Das Regionalprinzip ist für die öffentlichen Sparkassen in fast allen Bundesländern gesetzlich vorgegeben. Ausnahmen bilden Hamburg, Hessen und Schleswig-Holstein, die über teilweise relativ große, privatwirtschaftlich verfasste freie Sparkassen verfügen. In Hamburg gibt es kein Sparkassengesetz, in Hessen und Schleswig-Holstein nimmt das Gesetz auf das Tätigkeitsgebiet der Sparkassen Bezug, ohne es zu beschränken.

Der öffentliche Auftrag der Sparkassen bestand ursprünglich unter anderem darin, dass sie verschiedene Prinzipien beachteten, nämlich Beschränkung der Sparkassentätigkeit auf bestimmte Bankgeschäfte (Enumerationsprinzip), Bindung an die Region des Trägers (Regionalprinzip), Zusammenarbeit im Verbund der Sparkassen-Finanzgruppe (Verbundprinzip) und Unterordnung der kleineren lokalen/regionalen Institute unter größere überregionale Institute der Girozentralen und Landesbanken (Subsidiaritätsprinzip).

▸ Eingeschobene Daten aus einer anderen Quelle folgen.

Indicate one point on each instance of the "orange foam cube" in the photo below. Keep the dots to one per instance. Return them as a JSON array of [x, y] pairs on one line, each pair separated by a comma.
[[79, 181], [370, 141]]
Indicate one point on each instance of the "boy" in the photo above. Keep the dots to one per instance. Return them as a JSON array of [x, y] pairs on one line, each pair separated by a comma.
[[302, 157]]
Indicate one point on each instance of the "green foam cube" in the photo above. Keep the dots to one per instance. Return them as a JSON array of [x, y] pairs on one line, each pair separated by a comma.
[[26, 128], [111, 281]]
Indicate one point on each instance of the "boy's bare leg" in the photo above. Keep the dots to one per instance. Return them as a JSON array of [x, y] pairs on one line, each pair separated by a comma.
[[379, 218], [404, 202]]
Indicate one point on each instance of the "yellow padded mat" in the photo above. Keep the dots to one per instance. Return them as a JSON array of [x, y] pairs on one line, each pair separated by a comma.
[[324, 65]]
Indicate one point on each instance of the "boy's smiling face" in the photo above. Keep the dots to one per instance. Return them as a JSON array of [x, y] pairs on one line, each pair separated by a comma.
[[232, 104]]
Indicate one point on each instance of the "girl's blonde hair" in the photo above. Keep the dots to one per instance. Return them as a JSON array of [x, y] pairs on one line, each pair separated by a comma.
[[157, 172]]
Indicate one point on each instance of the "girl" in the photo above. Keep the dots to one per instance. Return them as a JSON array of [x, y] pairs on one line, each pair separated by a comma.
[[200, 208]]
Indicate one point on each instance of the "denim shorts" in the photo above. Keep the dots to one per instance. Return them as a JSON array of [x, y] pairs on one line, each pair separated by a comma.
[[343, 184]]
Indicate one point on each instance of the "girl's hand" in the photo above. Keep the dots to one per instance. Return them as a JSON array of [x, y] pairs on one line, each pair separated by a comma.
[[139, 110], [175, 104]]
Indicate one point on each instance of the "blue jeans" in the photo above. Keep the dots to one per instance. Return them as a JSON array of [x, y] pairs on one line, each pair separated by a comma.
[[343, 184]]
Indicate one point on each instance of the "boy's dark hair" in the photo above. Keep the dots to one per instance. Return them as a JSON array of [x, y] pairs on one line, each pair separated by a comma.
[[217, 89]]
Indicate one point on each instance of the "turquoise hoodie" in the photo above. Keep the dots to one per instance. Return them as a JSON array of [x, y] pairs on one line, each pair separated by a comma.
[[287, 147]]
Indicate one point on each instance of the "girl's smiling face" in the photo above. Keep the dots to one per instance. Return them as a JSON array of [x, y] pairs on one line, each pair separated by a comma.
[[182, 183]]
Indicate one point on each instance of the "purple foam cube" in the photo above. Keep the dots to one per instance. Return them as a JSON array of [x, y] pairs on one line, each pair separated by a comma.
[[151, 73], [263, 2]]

Die zweite Bankrechtskoordinierungsrichtlinie (Richtlinie 77/780/EWG vom 12. Dezember 1977 zur Koordinierung der Rechts- und Verwaltungsvorschriften über die Aufnahme und Ausübung der Tätigkeit der Kreditinstitute) tangierte mittelbar das Regionalprinzip. Sie legte fest, dass die in einem EU-Mitgliedstaat erteilte Banklizenz europaweit Gültigkeit hat. Dies schloss das Recht auf Einrichtung von Zweig- und Hauptstellen ein.[5] Danach wären die Sparkassen europarechtlich befugt gewesen, auch Zweigstellen außerhalb ihres Geschäftsgebiets zu betreiben.

Das Regionalprinzip gilt für kommunale Sparkassen und öffentliche Versicherer, nicht jedoch für freie Sparkassen und Privatversicherungen.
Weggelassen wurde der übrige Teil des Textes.